Injection molding machines, also known as presses, consist of a material hopper, an injection ram or screw-type plunger, and a heating unit. The molds are clamped to the platen of the molding machine, where plastic is injected through the sprue orifice to create injection molds.
Presses are rated by tonnage, which is the calculation of the amount of clamping force that the machine can exert. This force keeps the mold closed during the injection molding process. Tonnage can vary from less than 5 tons to 6000 tons, with the higher figures used in comparatively few manufacturing operations. The total clamp force needed is determined by the projected area of the custom part being molded. This projected area is multiplied by a clamp force of from 2 to 8 tons for each square inch of the projected areas. As a rule of thumb, 4 or 5 tons/in can be used for most injection molded products. If the plastic material is very stiff, it will require more injection pressure to fill the mold, thus more clamp tonnage is needed to hold the mold closed. The required force can also be determined by the material used and the size of the part, larger plastic parts require higher clamping force.

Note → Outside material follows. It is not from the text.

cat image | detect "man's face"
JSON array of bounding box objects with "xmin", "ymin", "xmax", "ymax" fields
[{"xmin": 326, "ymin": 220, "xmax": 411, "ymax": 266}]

Today, electric presses are taking over the typical hydraulic injection molding machines. Companies who produce injection molds prefer them as they offer 80% less energy consumption and nearly 100% repeatability, by utilizing electric servo motors. While the cost of an electric molding machine is typically 30% higher than a hydraulic press, higher demand for injection molds is closing the gap on cost. It is estimated that in the next 20 years hydraulic molding machines will be a thing of the past, as more molding companies are making the switch to stay competitive.